Doctor":388ihdf9 said:
Mike you haven't answered my question, you have just turned it around, I prefer to use walnut, but I do wenge jobs when the client is adamant that is what they want, sometimes its an architect or an interior designer which dictates choice, should I refuse these jobs.
I like to think I would not break the law and use Rhino products as I do have morals, I hope your not insinuating that I don't?
However to make such a comparision is ridiculous, I am not breaking the law buying and using wenge.
No, I'm not implying that, nor looking for an argument. A lot of people assume that everything they can buy legally in this country has been checked and approved and is OK.........£2.00 Tee shirts, for instance. It is legal to buy really cheap clothes, but the children labouring 16 hours a day somewhere in the third world would ultimately benefit if consumers said......."hang on a minute" to the suppliers.
I work with another architect, a brilliant man. He was designing a bespoke staircase on Thursday, and specified wenge, pear, walnut and oak for one of the newels. When I showed him that wenge (there is a missing accute accent over the last e) was endangered, and on the IUCN red list his reaction was to spend half an hour ringing various people and organisations, and as a result, the practice will no longer specify any timber other than from certified European and North American sources.
When people know the facts, there is enough goodness in almost everyone that they generally will reconsider.

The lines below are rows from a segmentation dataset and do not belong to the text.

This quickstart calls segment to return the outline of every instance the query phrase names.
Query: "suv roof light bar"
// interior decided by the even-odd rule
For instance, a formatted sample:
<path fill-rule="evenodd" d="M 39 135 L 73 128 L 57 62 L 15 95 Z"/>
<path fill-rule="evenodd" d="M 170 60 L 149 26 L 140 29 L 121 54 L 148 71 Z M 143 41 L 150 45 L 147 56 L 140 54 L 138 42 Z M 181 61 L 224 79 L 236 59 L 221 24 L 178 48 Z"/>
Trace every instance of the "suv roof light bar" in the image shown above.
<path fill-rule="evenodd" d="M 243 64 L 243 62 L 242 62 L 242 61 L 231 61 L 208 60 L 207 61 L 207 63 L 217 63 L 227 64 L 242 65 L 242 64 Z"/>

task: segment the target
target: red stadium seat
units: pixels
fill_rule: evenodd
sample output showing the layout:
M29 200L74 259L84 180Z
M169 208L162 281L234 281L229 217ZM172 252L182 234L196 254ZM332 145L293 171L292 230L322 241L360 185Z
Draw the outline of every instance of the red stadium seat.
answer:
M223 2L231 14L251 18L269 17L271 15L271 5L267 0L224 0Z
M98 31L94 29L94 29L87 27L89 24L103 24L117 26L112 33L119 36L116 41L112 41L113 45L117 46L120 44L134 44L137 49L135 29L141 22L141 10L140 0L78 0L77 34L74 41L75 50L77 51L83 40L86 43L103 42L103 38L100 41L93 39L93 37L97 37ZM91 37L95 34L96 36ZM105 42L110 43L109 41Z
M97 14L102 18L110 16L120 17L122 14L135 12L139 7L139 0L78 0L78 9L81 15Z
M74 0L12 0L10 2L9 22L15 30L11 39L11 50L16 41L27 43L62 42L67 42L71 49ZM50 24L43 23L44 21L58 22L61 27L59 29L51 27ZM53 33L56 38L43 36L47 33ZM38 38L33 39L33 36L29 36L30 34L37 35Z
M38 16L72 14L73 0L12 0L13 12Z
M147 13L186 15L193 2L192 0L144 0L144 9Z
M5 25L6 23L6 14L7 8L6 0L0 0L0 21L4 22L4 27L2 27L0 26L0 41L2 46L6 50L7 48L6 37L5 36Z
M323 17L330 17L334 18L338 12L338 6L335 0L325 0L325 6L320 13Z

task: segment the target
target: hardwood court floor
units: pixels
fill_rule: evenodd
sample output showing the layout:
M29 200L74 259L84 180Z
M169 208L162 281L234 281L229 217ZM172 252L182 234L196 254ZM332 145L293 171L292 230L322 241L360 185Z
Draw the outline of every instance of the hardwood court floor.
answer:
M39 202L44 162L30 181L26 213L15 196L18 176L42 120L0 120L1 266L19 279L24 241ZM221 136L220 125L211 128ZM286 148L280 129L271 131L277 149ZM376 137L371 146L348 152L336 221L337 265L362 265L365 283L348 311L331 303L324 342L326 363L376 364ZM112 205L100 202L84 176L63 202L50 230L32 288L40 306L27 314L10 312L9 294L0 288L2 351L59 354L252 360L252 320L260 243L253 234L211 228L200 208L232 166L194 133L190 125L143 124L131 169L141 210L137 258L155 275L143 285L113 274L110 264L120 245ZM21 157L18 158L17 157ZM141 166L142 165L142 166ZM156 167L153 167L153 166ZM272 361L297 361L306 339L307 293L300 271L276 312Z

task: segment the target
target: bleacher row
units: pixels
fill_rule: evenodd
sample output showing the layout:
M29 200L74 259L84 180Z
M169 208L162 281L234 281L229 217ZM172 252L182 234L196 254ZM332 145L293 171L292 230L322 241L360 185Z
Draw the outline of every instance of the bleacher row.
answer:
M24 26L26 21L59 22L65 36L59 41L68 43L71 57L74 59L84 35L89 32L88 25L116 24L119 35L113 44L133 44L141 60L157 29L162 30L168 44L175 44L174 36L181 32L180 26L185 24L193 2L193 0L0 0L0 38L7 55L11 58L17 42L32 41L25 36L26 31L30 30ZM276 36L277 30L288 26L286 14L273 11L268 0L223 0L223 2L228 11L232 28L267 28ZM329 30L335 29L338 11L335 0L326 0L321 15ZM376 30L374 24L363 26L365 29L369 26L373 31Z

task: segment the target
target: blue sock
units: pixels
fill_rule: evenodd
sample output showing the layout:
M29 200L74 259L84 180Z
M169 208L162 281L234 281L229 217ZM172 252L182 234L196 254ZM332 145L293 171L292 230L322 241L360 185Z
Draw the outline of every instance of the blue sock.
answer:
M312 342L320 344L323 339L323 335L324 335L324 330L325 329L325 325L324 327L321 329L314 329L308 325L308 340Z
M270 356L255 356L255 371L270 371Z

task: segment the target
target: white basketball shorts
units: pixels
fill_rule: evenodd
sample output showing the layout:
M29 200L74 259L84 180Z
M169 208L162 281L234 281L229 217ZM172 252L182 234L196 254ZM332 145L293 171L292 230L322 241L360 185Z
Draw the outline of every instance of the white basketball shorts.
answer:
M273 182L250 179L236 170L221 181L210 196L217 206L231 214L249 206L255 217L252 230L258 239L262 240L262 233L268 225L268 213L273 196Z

Doc, I wouldn't dream of telling you your business. All I would say is that you would be less likely to get business from us if you were using endangered species, and that I would hope that you might question your suppliers..............and ultimately, it is the suppliers who ought to be bearing the brunt of responsibility for this, not the consumers. As I said before, for the life of me I can't understand why it is legal to import wenge........it really is in the same position as the rhino.